Die Schweizerische Gesellschaft für Ernährung (SGE) empfiehlt als Orientierung die Schweizer Lebensmittelpyramide: täglich fünf Portionen Gemüse und Früchte, ausreichend Vollkornprodukte, Hülsenfrüchte und drei Portionen Milchprodukte. Die WHO ergänzt: mindestens 400 g Gemüse und Früchte pro Person und Tag, freier Zucker unter 10 % der Energiezufuhr, Salz unter 5 g täglich.
Protein im Familienalltag – oft unterschätzt
Gerade für wachsende Kinder ist eine ausreichende Proteinzufuhr essenziell. Die EFSA setzt den Referenzwert für Erwachsene bei 0,83 g Protein pro Kilogramm Körpergewicht pro Tag an; bei Kindern liegt der Bedarf je nach Alter höher. Hülsenfrüchte, Milchprodukte, Eier und Fisch sind klassische Quellen.
Doch was, wenn morgens die Zeit fehlt? Für Eltern, die zwischen Brotdosen-Packen und dem eigenen Arbeitsbeginn kaum dazu kommen, etwas Vernünftiges zu essen, kann ein Herbalife Formula 1 Shake in Schokolade eine praktische Ergänzung sein – in wenigen Minuten zubereitet, mit Sojaprotein, Vitaminen und Mineralstoffen. Nicht als Ersatz für eine abwechslungsreiche Ernährung, aber als Lösung an hektischen Morgen.
Und für den Energieschub am Nachmittag, wenn das Mittagessen längst verdaut ist und die Kinder noch zum Training gefahren werden müssen, kann eine Tasse Herbalife Kräutertee Original eine angenehme Abwechslung zum dritten Kaffee sein.

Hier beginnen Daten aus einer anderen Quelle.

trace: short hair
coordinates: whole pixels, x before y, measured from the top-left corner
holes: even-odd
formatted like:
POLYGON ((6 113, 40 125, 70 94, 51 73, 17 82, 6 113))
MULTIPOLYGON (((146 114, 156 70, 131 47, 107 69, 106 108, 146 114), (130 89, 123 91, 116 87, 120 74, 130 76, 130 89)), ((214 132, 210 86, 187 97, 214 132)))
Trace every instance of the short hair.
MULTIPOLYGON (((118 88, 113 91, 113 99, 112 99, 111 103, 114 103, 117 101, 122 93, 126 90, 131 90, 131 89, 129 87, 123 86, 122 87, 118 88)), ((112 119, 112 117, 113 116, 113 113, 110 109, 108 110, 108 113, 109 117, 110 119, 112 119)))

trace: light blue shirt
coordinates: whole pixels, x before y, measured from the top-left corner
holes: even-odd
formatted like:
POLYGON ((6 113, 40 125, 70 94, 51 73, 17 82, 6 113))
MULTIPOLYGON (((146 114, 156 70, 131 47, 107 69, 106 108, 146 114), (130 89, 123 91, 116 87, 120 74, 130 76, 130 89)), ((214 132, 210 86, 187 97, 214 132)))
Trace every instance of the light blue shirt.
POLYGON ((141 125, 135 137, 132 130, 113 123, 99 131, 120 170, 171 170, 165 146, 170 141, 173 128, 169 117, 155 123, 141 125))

Snacking bewusst gestalten
Was zwischen den Hauptmahlzeiten passiert, ist oft entscheidender als die Mahlzeiten selbst. Nüsse, Früchte, Naturjoghurt oder ein Stück Vollkornbrot mit Hüttenkäse – das sind Snacks, die satt machen, statt nur kurzfristig den Blutzucker in die Höhe zu treiben. Wer diese griffbereit im Kühlschrank hat, greift seltener zur Schoggi-Schublade.
Kinder einbeziehen, statt zu belehren
Haben Sie schon einmal beobachtet, wie Kinder auf ein «Du musst das essen, das ist gesund» reagieren? Genau. Widerstand.

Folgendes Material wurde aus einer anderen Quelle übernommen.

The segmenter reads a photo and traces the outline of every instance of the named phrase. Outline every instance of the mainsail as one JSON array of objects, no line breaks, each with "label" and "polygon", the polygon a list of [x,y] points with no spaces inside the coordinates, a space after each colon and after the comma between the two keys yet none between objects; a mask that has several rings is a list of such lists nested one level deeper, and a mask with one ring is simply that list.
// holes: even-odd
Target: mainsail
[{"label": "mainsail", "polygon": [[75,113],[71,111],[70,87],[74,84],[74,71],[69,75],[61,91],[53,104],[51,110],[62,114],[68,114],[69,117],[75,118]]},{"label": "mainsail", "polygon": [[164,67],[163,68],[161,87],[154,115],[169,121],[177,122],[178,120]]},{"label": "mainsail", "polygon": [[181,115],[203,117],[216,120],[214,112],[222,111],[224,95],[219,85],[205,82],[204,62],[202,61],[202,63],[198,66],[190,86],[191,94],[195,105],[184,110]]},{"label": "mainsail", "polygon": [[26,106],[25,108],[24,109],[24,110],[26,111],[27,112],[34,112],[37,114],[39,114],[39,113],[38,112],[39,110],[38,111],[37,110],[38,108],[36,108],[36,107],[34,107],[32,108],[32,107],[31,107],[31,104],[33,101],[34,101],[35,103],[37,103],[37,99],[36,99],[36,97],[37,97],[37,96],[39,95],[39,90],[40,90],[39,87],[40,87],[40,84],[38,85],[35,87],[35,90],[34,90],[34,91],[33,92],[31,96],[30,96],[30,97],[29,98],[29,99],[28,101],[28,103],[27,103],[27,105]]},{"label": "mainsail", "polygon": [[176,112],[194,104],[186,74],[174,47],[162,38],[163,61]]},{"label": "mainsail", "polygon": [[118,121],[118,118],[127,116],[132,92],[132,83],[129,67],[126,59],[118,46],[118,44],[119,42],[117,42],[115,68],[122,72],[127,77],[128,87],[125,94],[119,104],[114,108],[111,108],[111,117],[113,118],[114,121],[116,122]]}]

Effektiver ist es, Wahlmöglichkeiten zu geben: «Möchtest du Broccoli oder Blumenkohl zum Reis?» Beide Optionen sind nährstoffreich – aber das Kind hat das Gefühl, mitzuentscheiden. Dieser kleine Unterschied verändert die Dynamik am Esstisch grundlegend.
Auch das gemeinsame Einkaufen auf dem Wochenmarkt oder ein Besuch beim Hofladen kann Kinder für Lebensmittel begeistern. Wer weiss, woher die Karotte kommt, isst sie eher als jene aus der Plastikverpackung. Mehr Ideen rund um eine ausgewogene Ernährung im Alltag finden Sie bei uns im Shop.

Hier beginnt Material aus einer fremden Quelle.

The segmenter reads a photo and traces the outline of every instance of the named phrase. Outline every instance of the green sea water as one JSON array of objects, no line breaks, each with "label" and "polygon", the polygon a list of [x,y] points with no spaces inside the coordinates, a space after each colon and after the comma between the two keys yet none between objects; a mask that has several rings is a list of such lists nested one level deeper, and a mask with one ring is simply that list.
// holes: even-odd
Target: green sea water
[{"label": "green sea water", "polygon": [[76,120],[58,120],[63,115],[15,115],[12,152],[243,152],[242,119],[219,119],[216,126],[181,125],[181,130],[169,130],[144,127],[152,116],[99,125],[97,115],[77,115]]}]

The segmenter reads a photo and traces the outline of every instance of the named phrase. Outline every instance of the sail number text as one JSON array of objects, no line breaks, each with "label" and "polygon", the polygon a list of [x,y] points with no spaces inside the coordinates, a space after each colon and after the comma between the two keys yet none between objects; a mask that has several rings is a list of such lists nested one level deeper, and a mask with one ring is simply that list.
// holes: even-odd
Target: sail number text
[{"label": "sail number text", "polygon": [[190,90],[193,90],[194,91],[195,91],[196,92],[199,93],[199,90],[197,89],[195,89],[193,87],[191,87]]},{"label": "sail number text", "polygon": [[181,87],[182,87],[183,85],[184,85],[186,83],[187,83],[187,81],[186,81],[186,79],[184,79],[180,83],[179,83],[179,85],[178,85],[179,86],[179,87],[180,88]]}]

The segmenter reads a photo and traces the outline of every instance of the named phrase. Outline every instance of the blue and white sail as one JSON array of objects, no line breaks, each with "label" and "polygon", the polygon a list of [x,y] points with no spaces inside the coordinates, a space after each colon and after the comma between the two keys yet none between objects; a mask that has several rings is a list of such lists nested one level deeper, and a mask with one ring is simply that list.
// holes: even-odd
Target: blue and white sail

Gesund essen im Familienalltag ist kein Projekt mit Startdatum und Deadline. Es ist eine Reihe kleiner Entscheidungen, jeden Tag aufs Neue – manchmal besser, manchmal pragmatischer. Und das ist völlig in Ordnung. Fangen Sie mit einer einzigen Veränderung an: dem gemeinsamen Abendessen, der Gemüseschale auf dem Tisch, dem besseren Frühstück. Der Rest ergibt sich.